You don't have to own a property to profit from it
There are two types of quick-sale real estate investors: retailers and dealers. Retailers buy properties outright and sell them for a quick profit. Their risk is highest, but so is their potential reward. Retailers typically need substantial cash for a down payment and at least decent credit.

Dealers, by contrast, buy and sell contracts, not properties. They find bargain properties and sign purchase contracts with their sellers. Dealers then sell these purchase contracts to retailers, making a solid profit in the process. This is known as "assignment of contract."
Usually, the only cash required is the earnest money to secure the deal. A good dealer can then flip the contract for a quick $1,000 to $3,000 without ever taking possession of the deed.
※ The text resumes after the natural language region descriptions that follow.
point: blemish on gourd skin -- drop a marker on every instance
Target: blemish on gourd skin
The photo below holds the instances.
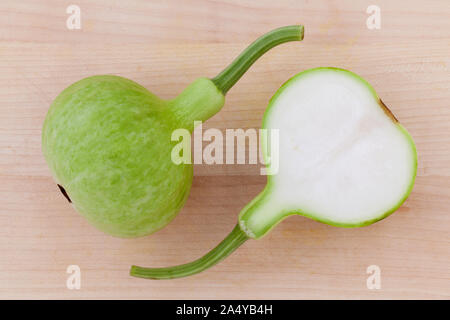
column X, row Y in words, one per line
column 387, row 111
column 63, row 191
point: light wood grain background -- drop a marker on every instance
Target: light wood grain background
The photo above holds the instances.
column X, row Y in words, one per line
column 164, row 45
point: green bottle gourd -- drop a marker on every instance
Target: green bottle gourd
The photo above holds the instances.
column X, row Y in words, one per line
column 343, row 159
column 107, row 141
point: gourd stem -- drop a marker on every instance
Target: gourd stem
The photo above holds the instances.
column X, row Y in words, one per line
column 231, row 74
column 225, row 248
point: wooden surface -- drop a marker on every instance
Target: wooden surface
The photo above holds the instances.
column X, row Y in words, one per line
column 164, row 45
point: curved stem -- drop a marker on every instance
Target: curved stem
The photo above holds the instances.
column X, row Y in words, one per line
column 225, row 248
column 231, row 74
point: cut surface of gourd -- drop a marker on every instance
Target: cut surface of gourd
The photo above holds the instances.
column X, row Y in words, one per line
column 341, row 158
column 344, row 159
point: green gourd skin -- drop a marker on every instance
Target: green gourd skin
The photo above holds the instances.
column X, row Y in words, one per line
column 107, row 141
column 127, row 186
Use a double closing for greater profit potential
A double closing allows a dealer to earn a higher profit margin than an assignment of contract. With an assignment of contract, there is always potential that the deal will ultimately fall through.

The dealer is protected because she has already received her proceeds from the sale of the contract. But the retailer who buys the contract is wary of the deal falling through and will factor it into the price he is willing to pay.
With a double closing, the dealer assumes more risk because if the deal falls through, she receives nothing. However, with this greater risk comes a greater reward.

A double closing begins with the dealer signing a purchase contract with the property owner. Then the dealer signs a contract with the retailer, in which the retailer agrees to buy the property from the dealer at a higher price and deposits that amount in escrow. The property owner signs the deed to the dealer, who then signs it to the retailer.

The retailer then signs the loan documents, and the process is complete--the property owner is paid his asking price, and the dealer is paid the difference.

Be a scout--no cash or credit required
Scouts are a third type of real estate "flipper." Instead of flipping actual properties or contracts, scouts flip information. Scouts face even less risk than dealers and have almost no cash or credit concerns. They simply gather information about distressed properties and sell it to interested dealers and retailers.

In effect, scouts do the dirty work for real estate investors, and investors are willing to pay them handsomely for doing it. Typically a scout will gather the following data on a potential deal:
i) The owner's name and contact information
ii) The asking price
iii) Information about the mortgage and whether payments are current
iv) Outstanding liens on the property
v) A photograph of the house
vi) Pertinent information about the owner's motivation to sell (i.e. is he in the middle of a divorce, foreclosure, job transfer, etc.)